When life insurance is used solely to fund a redemption, the proceeds briefly enter (and exit) the balance sheet. They do not enhance income potential or provide capital that can be used for distribution. What exists is a transitory moment of increased cash immediately followed by a mandatory outflow, structure or long-term value. Treating them as accretive misstates the buyer's actual position.
This results in a double taxation that would make a C corp blush. The estate receives the redemption payment yet is taxed again as if those proceeds increased the business's value. In large estates, this can leave little to nothing after tax. Fair market value should reflect a real-world transaction between a willing buyer and willing seller; it should not reflect accounting entries in isolation.
In Blount, the Eleventh Circuit got this right with substance over form. Insurance proceeds used for redemption do not enhance enterprise value. They merely support ownership transition. Including them in value ends up mistaking cash movement for the creation of wealth.

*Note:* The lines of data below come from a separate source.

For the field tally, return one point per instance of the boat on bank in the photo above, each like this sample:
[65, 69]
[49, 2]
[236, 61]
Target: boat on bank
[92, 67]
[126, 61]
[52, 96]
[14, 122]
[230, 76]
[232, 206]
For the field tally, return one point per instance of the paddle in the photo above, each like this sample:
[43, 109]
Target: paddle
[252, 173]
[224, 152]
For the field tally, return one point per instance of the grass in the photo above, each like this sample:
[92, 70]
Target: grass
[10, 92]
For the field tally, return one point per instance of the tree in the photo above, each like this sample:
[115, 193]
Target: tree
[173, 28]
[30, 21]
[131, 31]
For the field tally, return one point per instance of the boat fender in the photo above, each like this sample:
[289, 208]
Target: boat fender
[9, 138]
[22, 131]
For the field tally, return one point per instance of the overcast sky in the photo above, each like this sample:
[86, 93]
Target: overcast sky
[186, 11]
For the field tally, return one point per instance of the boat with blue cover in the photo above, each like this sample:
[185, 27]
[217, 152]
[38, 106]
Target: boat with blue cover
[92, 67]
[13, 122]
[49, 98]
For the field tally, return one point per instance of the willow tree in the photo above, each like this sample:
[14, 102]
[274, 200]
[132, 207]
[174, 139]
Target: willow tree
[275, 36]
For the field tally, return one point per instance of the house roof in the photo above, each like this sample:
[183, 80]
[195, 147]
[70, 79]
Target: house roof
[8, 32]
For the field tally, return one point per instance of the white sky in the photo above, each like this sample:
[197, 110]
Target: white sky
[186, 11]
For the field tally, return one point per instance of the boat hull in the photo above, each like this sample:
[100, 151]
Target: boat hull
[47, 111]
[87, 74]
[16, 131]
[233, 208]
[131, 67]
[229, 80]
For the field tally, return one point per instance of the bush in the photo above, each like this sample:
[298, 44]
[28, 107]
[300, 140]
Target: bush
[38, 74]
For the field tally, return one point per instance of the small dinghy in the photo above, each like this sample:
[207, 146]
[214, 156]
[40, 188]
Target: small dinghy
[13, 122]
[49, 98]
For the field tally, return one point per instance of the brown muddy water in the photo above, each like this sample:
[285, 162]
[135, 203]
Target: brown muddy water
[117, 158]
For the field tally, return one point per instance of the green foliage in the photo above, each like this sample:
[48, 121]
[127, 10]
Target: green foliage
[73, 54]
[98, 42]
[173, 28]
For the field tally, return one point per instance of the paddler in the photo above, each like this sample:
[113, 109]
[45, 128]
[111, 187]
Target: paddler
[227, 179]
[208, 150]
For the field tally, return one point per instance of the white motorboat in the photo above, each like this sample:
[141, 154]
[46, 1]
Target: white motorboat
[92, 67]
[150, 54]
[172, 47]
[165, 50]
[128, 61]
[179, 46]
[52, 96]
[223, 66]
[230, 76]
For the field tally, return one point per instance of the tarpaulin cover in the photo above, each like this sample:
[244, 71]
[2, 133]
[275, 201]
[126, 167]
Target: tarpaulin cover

The Connelly decision complicates estate planning, but it does not replace the need for careful valuation analysis. It is now more important than ever to distinguish between temporary funding mechanisms and true value accretion. A qualified appraisal remains the best defense in an estate tax audit, reducing the risk of added tax and penalties. Advisors should reassess plans that rely on insurance-funded redemptions.
CPAs who understand these implications can provide superior advisory services, helping clients navigate the new landscape while competitors may still be operating under outdated assumptions.